Reviewers found Episode 2: Brave New World to either be better than the first installment or one of the series' greatest. Metro praised how choices made a difference with a "profound effect" on character arc, while Ozzie Mejia of Shacknews relished in Chloe's "genuine growth" contrasting her "fiery spirit". Game Informers Joe Juba declared the continued comprehension of the character "its biggest strength". However, Juba's biggest complaint echoed Wallace's derision of the "forced" manner with which Chloe and Rachel become friends. Brett Makedonski, writing for Destructoid, thought the character exposition was done "to great effect." Most noted was The Tempest school play sequence, which Metro said was their favorite, Mejia called "one of the funniest" in Before the Storm, and Juba observed as the culmination of all past choices. Metro criticised the script for being "uneven" and disapproved of the voice acting. Mejia felt the ending could have been done away with, saying it was "a bit drawn out," though he was impressed with "Backtalk".

Metro and Peeples agreed that Episode 3: Hell Is Empty was the most emotional of the season. The writing was lauded as authentic and genuine, with Wallace noting that it showed new sides to minor characters; conversely, Makedonski criticised that an ancillary character with little development became a primary antagonist. Although Metro observed some inconsistent dialogue and voice acting, Peeples said the cast showed "incredible chemistry". Wallace thought that Chloe and Rachel's "tender moments" were the best parts of the episode and Makedonski said "their struggles, their mutual escapism, and their sacrifices" provided more than enough investment. Reviewers generally approved of how the game concluded. RPG Site described the Farewell DLC episode as a great epilogue.

Aggregate review scores
| Game | Metacritic |
|---|---|
| Complete Season | (PC) 77/100 (PS4) 77/100 (XONE) 82/100 |
| Episode 1: Awake | (PC) 80/100 (PS4) 78/100 (XONE) 79/100 |
| Episode 2: Brave New World | (PC) 76/100 (PS4) 79/100 (XONE) 76/100 |
| Episode 3: Hell Is Empty | (PC) 75/100 (PS4) 77/100 (XONE) 81/100 |

===Accolades===
Following E3 2017, Life Is Strange: Before the Storm won one of GamesRadar+s Best of E3 awards and was nominated for Hardcore Gamers Adventure Game award. It was also nominated for "Best Simulation Game" and "Best Family Game" at the Gamescom 2017 Awards. The game received a nomination in the Games for Impact category at The Game Awards 2017. At the 2017 Golden Joystick Awards, it was nominated for Best Audio and Best Performer for Kylie Brown. It won the award for Best Soundtrack and Most Touching Moment (The Tempest school play with Chloe and Rachel) in Game Informers 2017 Adventure Game of the Year Awards, while it took the lead for Best Adventure Game in their Reader's Choice Best of 2017 Awards. Eurogamer ranked the game 16th on their list of the Top 50 Games of 2017.

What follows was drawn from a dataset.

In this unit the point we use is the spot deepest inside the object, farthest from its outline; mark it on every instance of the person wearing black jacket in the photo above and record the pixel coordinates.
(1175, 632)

It was nominated for "Best Music Supervision in a Video Game" at the Guild of Music Supervisors Awards, for the "Matthew Crump Cultural Innovation Award" at the 2018 SXSW Gaming Awards, for "Best Emotional Game" at the Emotional Games Awards 2018, and for "Game Beyond Entertainment" at the 14th British Academy Games Awards; it won the award for "Song Collection" at the 2018 NAVGTR Awards, whereas nominations were for "Game, Franchise Adventure" and "Writing in a Drama". At the Italian Video Game Awards, it was nominated for "Game Beyond Entertainment". At the 2018 Webby Awards, the game won the People's Voice Award for "Best Writing" and for "Public Service & Activism", while nominated for "Strategy/Simulation". It received the "Game of the Year" and "Most Significant Impact" awards at the 2018 Games for Change Awards, with a nomination for "Best Gameplay". In 2018, Ivor Novello Awards nominated it for "Best Original Video Game Score".